Limitations & Future Work¶
- The method is currently limited to supervised multi-view classification, relying on complete labels; future work could explore fairness in evidence learning without explicit labels (e.g., clustering-driven).
- The adaptive prior depends on "correct classification counts" along the training trajectory, which might be unstable with high label noise (despite warm-up), a scenario not deeply explored.
- Experimental datasets are mostly traditional feature views (Handwritten, Scene, Omics); validation on large-scale deep features or real-world multimodal (Image-Text) scenarios is needed to confirm scalability.
- Several hyperparameters (\(\eta\), \(\lambda\), warm-up, annealing steps \(T\)) are introduced, which may require some tuning across different datasets.
Related Work & Insights¶
- vs.
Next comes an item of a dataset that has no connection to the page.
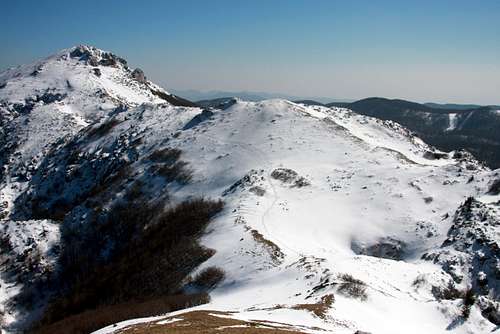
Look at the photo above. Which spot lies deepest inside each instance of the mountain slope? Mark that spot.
(330, 220)
(448, 129)
(325, 202)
Mainstream MVEL (TMC / ECML / CCML): These methods assume evidence is inherently fair and only optimize the fusion stage; FAML identifies that the extraction stage itself is biased and shifts the correction forward into the views.
- vs. Imbalance/Fairness Methods (UMIX / GroupDRO): Unlike methods requiring re-sampling or pre-defined subgroup information, FAML is an endogenous framework that adapts priors solely based on training trajectories.
- vs. EDL Variants (R-EDL / I-EDL): While these improve evidence collection, most still use fixed uniform priors; FAML is the first to introduce trajectory-driven adaptive priors for Dirichlet construction to address evidence bias.
Rating¶
- Novelty: ⭐⭐⭐⭐⭐ First to formalize the BEML problem; adaptive prior is clever and theoretically supported.
- Experimental Thoroughness: ⭐⭐⭐⭐ Six datasets with multiple metrics; detailed regional class analysis; lacks large-scale multimodal scenarios.
- Writing Quality: ⭐⭐⭐⭐ Logic is clear, empirical motivation is strong, and visualizations support theories.
- Value: ⭐⭐⭐⭐⭐ High practical value for trustworthy uncertainty estimation in high-stakes scenarios like medical diagnosis and autonomous driving.